CPU Caches

From OSDev.wiki
Jump to navigation Jump to search

Introduction

Originally, memory was as fast as CPUs. Over time CPUs got faster and faster. Memory got faster too, but didn't keep up with the increasing speed of CPUs, which means that CPUs needed to spend more and more time waiting for data to come from RAM (which can have a serious effect on performance).

As a work-around for the speed difference between CPUs and RAM, CPU manufacturers started including caches. The basic idea is to have an small area of RAM that the CPU can access really fast, that's used to store a copy of data in RAM (to reduce the time the CPU spends waiting to access slower RAM).

Over time the difference in speed between CPUs and RAM got even worse, so CPU manufacturers increased the size of the caches; but (due to limitations in semiconductor design) the larger a cache is the slower it is (or, the higher the latency of the cache is). To improve performance more, CPU manufacturers started having large caches with smaller/faster caches on top.

For a current/modern CPU there can be up to 3 layers of caches - extremely fast but relatively small "layer 1" (or L1) caches close to the CPU, fairly fast medium sized "layer 2" (or L2) caches, then relatively large "layer 3" (or L3) caches close to the system bus or RAM.

Of course the amount of RAM used in computers has grown too; and even a very large L3 cache can't cache everything. For example, a computer might have 4 GiB of RAM but only 12 MiB of L3 cache. To improve performance CPU manufacturers want to cache the RAM that is most likely to be used in future. However, it's extremely difficult to predict the future, so CPU manufacturers usually use a "least recently used" algorithm for caches, as something that was used recently is (usually) likely to be used again.

Fortunately, except for a few cases (testing for RAM faults, RAM bandwidth benchmarks) a programmer doesn't have to worry about the caches. However, caches play an important role in the overall performance of a system, and it is possible for programmers to get significant performance improvements by paying attention to cache efficiency.

In general the "least recently used" algorithm can work quite well, but there are cases where it causes poor efficiency. One example of this is called "cache pollution", where the CPU accesses a lot of data that won't be needed in the future; which causes data that is more likely to be needed soon to be pushed out of the cache to make room for the (more recently used) data that won't be needed soon. Another example is called "cache thrashing", where you repeatedly access an amount of data that is larger than the size of the cache (e.g. repeatedly accessing each item in a 10 MiB array when the CPUs cache is only 8 MiB). In this case, even though a piece of data will be used again it will be pushed out of the cache by more recent data accesses before it's used again.

There's several techniques for managing these cache efficiency problems. One technique CPU manufacturers use is to have separate caches for separate things.

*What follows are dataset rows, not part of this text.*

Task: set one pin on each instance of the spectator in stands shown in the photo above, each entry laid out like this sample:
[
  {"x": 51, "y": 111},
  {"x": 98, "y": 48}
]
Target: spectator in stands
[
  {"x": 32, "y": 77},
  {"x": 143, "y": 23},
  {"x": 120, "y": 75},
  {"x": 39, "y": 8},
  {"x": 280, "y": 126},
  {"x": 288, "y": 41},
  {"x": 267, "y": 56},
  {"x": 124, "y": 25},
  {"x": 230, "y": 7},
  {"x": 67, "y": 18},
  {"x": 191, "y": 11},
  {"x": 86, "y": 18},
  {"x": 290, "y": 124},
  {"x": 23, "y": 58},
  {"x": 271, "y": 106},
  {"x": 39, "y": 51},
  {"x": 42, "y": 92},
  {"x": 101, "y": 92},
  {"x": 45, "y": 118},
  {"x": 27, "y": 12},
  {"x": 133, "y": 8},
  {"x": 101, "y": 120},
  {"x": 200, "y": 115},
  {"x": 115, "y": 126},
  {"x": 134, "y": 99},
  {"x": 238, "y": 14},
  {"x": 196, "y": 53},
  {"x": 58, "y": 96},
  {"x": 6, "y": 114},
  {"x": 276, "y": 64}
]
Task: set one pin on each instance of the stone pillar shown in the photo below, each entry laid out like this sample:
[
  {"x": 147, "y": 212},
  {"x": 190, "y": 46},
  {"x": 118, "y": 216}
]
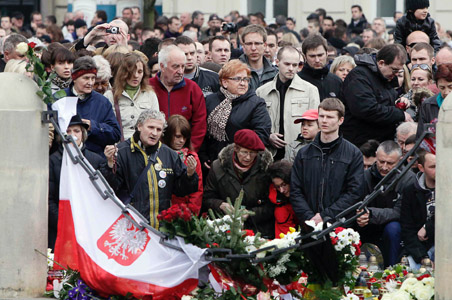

For example, a CPU might have an L1 cache for instructions and another L1 cache for data, so that problems with L1 data cache efficiency don't effect L1 instruction cache efficiency. This also helps with the "larger caches have worse latency" problem.

Modern CPUs also have instructions that programmers can use to help avoid "least recently used" cache efficiency problems; including instructions that can be used to prefetch data into the caches (useful when you know that data will be used soon), instructions to explicitly remove/flush data from the cache (useful when you know data that you've used recently won't be used again soon), and instructions to write data directly to RAM and bypass the cache (which is similar to writing data normally and then flushing that data from the cache).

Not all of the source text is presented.